Nigel Dancey studied architecture at Oxford Polytechnic and the Virginia Polytechnic Institute in Washington DC, graduating in 1989 with a first class honours degree. He joined Foster + Partners in 1990, becoming involved in numerous competitions including Jiushi Tower, Shanghai. His early built projects include Yaraicho; a pair of office buildings in Tokyo, Japan and projects for Samsung Motors in Seoul, Korea. He was subsequently project architect for the Joslyn Art Museum addition in Omaha, Nebraska – Foster + Partners’ first building in the United States.

He was promoted to associate in 1993 and to project director the following year. He was the partner in charge, from inception through to completion in 2004, of the award winning McLaren Technology Centre Headquarters in Woking, Surrey. He became senior partner and Group 6 leader in 2004, and has since been responsible for a large team of architects, now some 160-strong. His experience spans a wide range of projects across North America, Canada, Europe and the Middle East – from education buildings to towers, urban masterplans to hotels, resorts and cultural buildings.

Education and research buildings include the Robert Gordon University Faculty of Management in Aberdeen, Stanford University’s Center for Clinical Sciences and the award-winning Clark Center, and the Faculty of Pharmacy for the University of Toronto. Closer to home, he has overseen the design of a secondary school - Langley Academy - due to open later this year, and he is currently responsible for the Yale University School of Management project.

His present responsibilities include headquarters buildings for EnCana in Calgary and Caja Madrid in Madrid, mixed-use towers in Vancouver and Istanbul, and several hotels and resorts including the Silken Group’s Aldwych Hotel in London, the Harmon hotel for MGM in Las Vegas, the Vista Palace in Monaco and sustainable resorts for Oberoi and Banyan Tree in Mauritius.
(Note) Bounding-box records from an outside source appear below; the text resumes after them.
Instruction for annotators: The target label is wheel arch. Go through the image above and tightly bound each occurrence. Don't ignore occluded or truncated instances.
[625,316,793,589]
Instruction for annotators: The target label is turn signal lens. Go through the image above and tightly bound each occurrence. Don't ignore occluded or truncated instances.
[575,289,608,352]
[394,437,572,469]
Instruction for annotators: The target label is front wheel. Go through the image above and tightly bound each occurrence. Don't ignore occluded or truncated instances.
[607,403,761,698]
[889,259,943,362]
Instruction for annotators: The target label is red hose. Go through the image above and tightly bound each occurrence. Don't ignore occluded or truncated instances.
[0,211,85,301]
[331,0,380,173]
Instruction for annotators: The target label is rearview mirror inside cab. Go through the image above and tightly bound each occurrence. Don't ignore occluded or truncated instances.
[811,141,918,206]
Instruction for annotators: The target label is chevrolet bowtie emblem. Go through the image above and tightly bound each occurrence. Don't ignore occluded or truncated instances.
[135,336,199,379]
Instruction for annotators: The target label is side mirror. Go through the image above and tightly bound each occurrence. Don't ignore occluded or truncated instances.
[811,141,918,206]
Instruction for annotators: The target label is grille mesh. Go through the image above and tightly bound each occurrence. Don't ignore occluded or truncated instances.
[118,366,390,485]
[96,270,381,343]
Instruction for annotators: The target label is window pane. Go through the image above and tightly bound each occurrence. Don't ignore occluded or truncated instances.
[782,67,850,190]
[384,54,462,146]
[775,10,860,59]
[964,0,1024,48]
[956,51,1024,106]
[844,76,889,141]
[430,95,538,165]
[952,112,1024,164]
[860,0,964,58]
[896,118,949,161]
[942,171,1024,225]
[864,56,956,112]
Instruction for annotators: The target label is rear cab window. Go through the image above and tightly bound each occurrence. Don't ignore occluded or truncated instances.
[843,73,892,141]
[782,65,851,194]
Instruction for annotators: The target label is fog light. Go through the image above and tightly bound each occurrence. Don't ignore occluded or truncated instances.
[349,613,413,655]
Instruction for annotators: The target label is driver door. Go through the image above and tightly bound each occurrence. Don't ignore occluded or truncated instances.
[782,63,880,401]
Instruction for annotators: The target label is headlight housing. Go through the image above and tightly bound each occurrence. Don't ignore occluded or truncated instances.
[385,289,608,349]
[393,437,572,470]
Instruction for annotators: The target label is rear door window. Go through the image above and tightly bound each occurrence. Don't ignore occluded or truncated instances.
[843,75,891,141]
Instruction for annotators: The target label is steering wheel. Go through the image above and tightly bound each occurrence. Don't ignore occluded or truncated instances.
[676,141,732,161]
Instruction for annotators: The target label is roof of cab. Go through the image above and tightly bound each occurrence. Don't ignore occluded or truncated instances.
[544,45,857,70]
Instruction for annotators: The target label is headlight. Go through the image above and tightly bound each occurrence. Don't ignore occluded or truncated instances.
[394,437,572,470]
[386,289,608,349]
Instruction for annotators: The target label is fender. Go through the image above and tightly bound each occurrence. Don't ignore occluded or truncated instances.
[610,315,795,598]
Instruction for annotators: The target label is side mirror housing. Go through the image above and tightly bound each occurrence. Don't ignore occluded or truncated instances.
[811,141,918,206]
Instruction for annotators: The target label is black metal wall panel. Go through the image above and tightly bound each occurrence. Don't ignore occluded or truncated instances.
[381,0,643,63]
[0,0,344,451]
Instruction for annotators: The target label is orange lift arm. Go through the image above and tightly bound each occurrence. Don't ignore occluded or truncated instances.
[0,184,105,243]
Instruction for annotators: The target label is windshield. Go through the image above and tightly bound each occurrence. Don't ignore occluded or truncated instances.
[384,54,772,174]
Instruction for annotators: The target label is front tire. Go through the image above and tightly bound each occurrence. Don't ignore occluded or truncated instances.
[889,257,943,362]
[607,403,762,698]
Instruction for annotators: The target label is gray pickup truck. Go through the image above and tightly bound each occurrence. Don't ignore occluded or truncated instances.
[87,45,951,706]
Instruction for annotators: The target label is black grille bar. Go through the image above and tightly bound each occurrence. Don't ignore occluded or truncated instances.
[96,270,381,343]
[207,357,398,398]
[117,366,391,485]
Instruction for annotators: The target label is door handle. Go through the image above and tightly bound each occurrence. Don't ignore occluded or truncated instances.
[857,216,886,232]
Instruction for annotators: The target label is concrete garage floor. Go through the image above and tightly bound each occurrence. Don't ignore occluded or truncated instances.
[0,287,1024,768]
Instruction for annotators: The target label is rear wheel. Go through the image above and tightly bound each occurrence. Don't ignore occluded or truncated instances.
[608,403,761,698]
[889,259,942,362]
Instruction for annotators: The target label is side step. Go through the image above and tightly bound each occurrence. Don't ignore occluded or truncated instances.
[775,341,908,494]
He also worked on the recently completed Palace of Peace and the Entertainment Centre, both in Kazakhstan. New projects in Spain include the City of Justice in Madrid, Getafe Air Musem and Motor City.

He has lately led his team on a number of competition winning schemes that are now being realised. These include the SC Johnson Tribute Building in Wisconsin, Seattle Civic Centre, the Huadu Hotel competition in China and Al Faisaliah II, a new mixed-use tower in Riyadh. He was also involved in the New York Public Library competition earlier this year and the Monaco masterplan competition.

He has been awarded an Honorary Senior Fellowship by the Design Futures Council and became an executive director of the practice and a member of design board in 2007, to which he brings to bear a particular expertise in the social agenda, concentrating on a broad cross-section of the practice’s work.